A ranking Member on Parliament’s Finance Committee has described as a hoax government’s suggestion that there will be no haircuts on investments.
According to him, while the government may try to avoid an explicit haircut, an implicit haircut cannot be escaped.
He noted that factors such as the cedi depreciation, and inflation among others will cause investors to lose significant value on their bonds despite the government’s ‘no haircut’ mantra.
He has therefore called on the government to come clean on the risks involved in its debt exchange programme and engage key stakeholders who have largely been ignored in this very crucial decision-making process.
Speaking on JoyNews’ PM Express, he said, “First of all it is a hoax for a government to suggest that there will be no haircut. There is what we call an implicit haircut in the calculation. For example, I have one million Ghana cedis bonds in a government bond, for example, I’ve bought the Daakye bond and it’s one million Ghana cedis.
“This Daakye bond is supposed to mature in 10 years’ time or probably let’s even use the three years Daakye bond. Back of the envelope calculation, the government is giving me 25% for example every year as coupons. You’re saying that you have ceased the bond and now that bond, one, instead of me getting all my one million cedis in the next two or three years you’re saying you’re giving me 17% in five years’ time, another 17% in seven years’ time, 25% in 10 years time and then indeed 41% in 15 years’ time.

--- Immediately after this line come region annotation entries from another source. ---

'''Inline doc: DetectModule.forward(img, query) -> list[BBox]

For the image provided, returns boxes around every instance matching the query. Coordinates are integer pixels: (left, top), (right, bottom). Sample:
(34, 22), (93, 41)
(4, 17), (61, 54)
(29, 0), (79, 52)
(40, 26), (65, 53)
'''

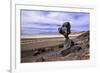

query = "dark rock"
(36, 57), (45, 62)
(60, 45), (81, 56)
(59, 44), (64, 48)
(58, 22), (81, 56)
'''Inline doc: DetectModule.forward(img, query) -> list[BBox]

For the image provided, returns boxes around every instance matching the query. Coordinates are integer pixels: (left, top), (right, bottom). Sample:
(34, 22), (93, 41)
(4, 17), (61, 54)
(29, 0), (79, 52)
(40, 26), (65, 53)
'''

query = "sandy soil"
(21, 32), (90, 63)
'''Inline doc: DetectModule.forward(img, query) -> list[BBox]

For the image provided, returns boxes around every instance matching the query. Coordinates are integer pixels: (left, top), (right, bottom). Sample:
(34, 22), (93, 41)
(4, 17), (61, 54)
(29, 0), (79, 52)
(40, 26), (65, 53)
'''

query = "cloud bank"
(21, 10), (90, 35)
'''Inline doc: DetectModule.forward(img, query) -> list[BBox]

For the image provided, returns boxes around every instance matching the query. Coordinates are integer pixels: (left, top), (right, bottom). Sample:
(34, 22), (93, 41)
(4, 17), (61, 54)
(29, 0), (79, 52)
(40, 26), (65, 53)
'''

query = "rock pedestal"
(58, 22), (81, 56)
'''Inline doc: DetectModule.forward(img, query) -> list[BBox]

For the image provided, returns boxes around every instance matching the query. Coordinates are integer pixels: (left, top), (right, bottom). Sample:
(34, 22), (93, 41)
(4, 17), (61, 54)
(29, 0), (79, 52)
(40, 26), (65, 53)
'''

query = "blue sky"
(21, 10), (90, 35)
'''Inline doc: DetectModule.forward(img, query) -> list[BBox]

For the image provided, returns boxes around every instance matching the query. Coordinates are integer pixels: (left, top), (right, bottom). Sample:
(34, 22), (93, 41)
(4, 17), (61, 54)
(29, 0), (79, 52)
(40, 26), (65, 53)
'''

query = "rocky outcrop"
(58, 22), (81, 56)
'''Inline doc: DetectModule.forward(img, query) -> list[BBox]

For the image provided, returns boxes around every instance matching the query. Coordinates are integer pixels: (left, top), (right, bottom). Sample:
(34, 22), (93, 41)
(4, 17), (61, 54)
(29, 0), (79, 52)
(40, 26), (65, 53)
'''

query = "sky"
(20, 10), (90, 35)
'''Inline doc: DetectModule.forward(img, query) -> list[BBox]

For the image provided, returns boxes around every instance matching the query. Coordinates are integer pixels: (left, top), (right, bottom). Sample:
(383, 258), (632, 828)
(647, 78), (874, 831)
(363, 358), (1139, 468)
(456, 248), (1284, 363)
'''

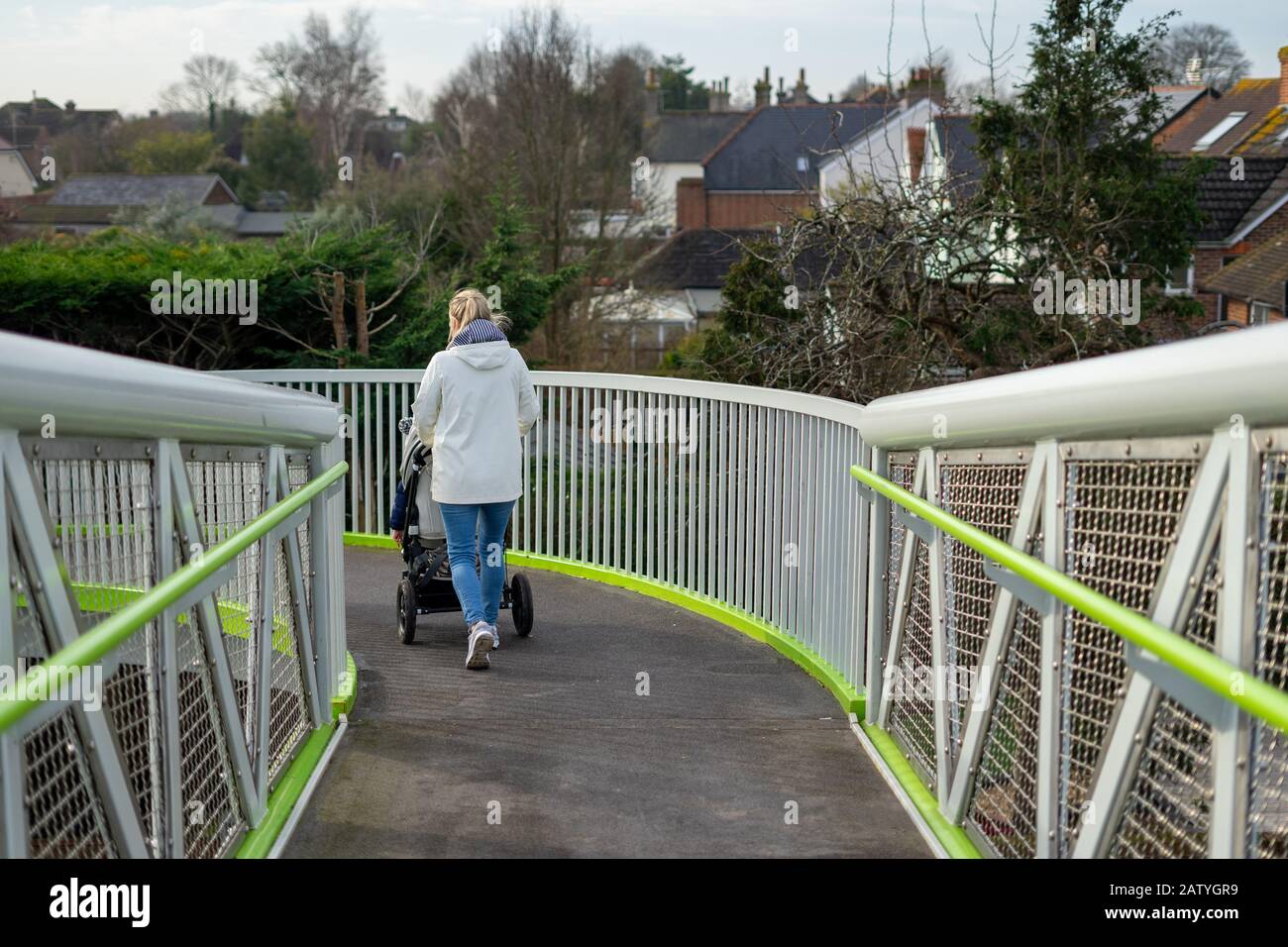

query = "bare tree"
(160, 54), (241, 113)
(255, 7), (383, 161)
(1153, 23), (1252, 91)
(434, 8), (652, 359)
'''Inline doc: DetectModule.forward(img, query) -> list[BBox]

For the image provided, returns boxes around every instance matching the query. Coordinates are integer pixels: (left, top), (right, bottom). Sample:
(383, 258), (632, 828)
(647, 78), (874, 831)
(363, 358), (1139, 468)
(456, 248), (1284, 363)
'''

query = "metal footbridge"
(0, 326), (1288, 858)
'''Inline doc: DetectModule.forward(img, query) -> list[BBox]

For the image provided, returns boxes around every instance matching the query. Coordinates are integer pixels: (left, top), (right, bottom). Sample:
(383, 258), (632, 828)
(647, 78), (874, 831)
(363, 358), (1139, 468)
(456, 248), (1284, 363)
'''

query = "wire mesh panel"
(33, 459), (155, 625)
(881, 454), (917, 628)
(1111, 695), (1212, 858)
(1111, 532), (1221, 858)
(937, 453), (1027, 759)
(268, 540), (309, 780)
(33, 453), (164, 856)
(1248, 453), (1288, 858)
(175, 614), (246, 858)
(286, 459), (312, 614)
(187, 453), (266, 728)
(1059, 456), (1198, 856)
(4, 536), (116, 858)
(886, 540), (935, 784)
(967, 607), (1042, 858)
(23, 710), (116, 858)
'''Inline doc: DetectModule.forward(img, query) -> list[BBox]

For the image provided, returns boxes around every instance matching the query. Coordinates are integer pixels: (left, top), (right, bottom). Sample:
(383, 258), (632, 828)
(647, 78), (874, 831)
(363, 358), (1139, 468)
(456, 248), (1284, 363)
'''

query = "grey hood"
(443, 340), (511, 368)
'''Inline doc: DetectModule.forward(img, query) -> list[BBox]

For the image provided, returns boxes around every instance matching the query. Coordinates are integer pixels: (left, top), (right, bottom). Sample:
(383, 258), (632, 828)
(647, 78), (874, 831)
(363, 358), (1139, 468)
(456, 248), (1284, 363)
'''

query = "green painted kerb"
(344, 532), (398, 549)
(236, 652), (358, 858)
(850, 466), (1288, 733)
(0, 462), (349, 730)
(237, 723), (336, 858)
(505, 549), (863, 716)
(860, 724), (982, 858)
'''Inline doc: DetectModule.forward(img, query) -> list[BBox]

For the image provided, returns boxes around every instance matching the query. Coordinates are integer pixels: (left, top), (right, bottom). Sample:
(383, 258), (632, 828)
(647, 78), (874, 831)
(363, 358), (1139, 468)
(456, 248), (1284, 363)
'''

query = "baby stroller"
(398, 419), (532, 644)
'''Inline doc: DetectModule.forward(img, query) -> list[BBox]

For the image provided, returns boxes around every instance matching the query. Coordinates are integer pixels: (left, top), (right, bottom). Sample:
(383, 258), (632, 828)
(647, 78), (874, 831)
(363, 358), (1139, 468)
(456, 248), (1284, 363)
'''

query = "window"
(1190, 112), (1248, 151)
(1167, 257), (1194, 296)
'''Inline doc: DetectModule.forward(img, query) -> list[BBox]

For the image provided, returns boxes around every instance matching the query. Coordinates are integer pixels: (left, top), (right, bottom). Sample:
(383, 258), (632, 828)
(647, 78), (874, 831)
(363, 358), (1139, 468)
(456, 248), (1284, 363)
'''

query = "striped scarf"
(447, 320), (505, 348)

“You’re only going to attract a 0% coupon in year one, a 5% coupon in year two, and then obviously a 10% coupon in year three and thereafter for the next 15 years. If you calculate, the present value loss is about 65%.”
“And so the government is also not candid enough to tell the people of Ghana the truth. They’re still lying in the middle of a major crisis like this that you need everybody on board, I think that is wrong because you need to let the people know the kind of haircut they will get,” he added.
Meanwhile, Ghana is inviting eligible holders to exchange GH₵137.3 billion of the domestic notes and bonds, including Energy Sector Levy Act Plc and Daakye Trust Plc, for a package of New Bonds to be issued by the country.
It said offers may only be submitted starting from December 5, 2022, and ending at 4:00 p.m. (Greenwich Mean Time (GMT)) on December 19, 2022.
However, Ghana may at its sole discretion extend the expiration date, including for one or more series of eligible bonds.
The invitation is available only to registered holders of eligible bonds that are not individual investors or that are otherwise authorised by the Government of Ghana, in its sole discretion, to participate in the Invitation.